Trevor Bauer, the young phenom pitcher for the Arizona Diamondbacks, is prepared to make his debut at Chase Field come Tuesday night. The crowds are expected to be in high attendance, not only because they will have the 4th of July off, but because they want to watch the young player do what he does best -- pitch.
Despite only throwing a limited amount of pitches in his first start, the young man is not lacking any confidence. Instead, he plans not to worry, opting to take his first year in the bigs day by day. He said so as much before Monday's game against the Padres.
When asked if he was nervous when taking the mound for the first time, Bauer gave a quick "no", putting any doubters to rest. And have no doubts about Bauer making that start either, despite his nagging groin injury.
Bauer's groin has been something that has bothered him all year, but he doesn't plan to let it distract him. "I've dealt with it all season, it's been something that has nagged. I thought I had gotten rid of it and it kind of popped up again," Bauer said. "I haven't missed a start and it feels completely fine today, so I'll be ready to go."
His teammates and manager seem to feel he will be ready to go as well. Before the game, Daniel Hudson was speaking to the press in the clubhouse in full support of his new, young teammate. "He's got all the tools to be a good major league pitcher. Obviously the expectations are high and sometimes those aren't fair, you know? So he's always going to be under a microscope. Like I said, he's got unbelievable stuff and obviously great makeup as well, so it's going to be fun to watch."

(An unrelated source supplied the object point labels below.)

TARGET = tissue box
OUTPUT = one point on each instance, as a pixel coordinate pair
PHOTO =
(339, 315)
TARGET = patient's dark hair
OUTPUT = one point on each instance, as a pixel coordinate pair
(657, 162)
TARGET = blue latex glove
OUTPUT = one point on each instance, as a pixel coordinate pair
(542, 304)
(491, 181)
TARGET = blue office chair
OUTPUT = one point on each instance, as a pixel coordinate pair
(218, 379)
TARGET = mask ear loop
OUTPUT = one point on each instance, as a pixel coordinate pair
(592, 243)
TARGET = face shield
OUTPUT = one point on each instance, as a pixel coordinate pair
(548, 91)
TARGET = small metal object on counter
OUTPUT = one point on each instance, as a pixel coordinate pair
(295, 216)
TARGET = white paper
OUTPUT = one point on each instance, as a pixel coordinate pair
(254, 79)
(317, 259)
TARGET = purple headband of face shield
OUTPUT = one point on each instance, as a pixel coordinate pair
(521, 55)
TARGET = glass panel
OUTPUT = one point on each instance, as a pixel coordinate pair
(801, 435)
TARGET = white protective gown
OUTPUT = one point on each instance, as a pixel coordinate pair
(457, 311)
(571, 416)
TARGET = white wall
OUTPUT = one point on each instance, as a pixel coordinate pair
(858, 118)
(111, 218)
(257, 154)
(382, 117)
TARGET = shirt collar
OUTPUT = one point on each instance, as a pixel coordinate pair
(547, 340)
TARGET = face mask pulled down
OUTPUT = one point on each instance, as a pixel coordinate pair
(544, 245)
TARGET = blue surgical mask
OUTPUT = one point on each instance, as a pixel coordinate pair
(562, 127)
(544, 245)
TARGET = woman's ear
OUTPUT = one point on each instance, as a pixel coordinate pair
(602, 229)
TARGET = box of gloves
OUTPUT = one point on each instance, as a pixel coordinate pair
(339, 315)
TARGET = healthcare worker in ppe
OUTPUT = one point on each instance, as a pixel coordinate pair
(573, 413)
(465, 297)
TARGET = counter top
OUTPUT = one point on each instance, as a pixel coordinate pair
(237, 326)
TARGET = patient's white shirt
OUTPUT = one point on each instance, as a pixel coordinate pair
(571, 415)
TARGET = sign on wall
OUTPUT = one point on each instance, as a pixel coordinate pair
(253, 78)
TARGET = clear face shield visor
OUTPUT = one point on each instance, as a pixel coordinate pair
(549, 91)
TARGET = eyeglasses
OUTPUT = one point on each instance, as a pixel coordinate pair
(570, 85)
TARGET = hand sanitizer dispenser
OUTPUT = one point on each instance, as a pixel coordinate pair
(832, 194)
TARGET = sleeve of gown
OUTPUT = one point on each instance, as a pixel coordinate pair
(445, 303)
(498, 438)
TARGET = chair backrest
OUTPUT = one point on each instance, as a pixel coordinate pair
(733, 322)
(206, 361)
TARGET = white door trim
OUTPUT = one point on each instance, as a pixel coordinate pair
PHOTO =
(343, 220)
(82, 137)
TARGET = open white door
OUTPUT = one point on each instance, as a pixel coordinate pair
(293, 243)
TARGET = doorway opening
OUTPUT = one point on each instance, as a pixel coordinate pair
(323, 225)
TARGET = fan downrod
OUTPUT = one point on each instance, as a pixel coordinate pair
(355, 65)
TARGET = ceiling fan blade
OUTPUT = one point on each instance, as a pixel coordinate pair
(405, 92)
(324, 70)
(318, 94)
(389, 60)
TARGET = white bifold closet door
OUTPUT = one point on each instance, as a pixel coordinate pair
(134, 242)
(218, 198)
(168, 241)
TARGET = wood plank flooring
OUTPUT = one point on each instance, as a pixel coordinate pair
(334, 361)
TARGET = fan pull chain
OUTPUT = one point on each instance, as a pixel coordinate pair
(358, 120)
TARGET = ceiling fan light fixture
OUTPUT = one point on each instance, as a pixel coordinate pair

His new manager, Kirk Gibson shared Huddy's sentiments:
"I would say when I played, I wasn't nervous either. Yet I had this feeling in my gut. It's just how I always felt when I competed. Some people call that nervous, some people call that ready to go."
Bauer looked composed at the podium as well, addressing the Arizona media for the first time after coming out of a major league outing. He answered every question asked of him thoroughly and thoughtfully. He seemed as if he would have been ready to go right then and there if asked to do so. That's what makes a baseball player great.
"I never really doubted myself. I don't think, as an athlete, you can ever really go into a contest doubting yourself and hoping it turns out for the best. You have to go in planning and knowing that it's going to turn out for the best. If it doesn't, then you make the adjustments and go in with that cockiness next time."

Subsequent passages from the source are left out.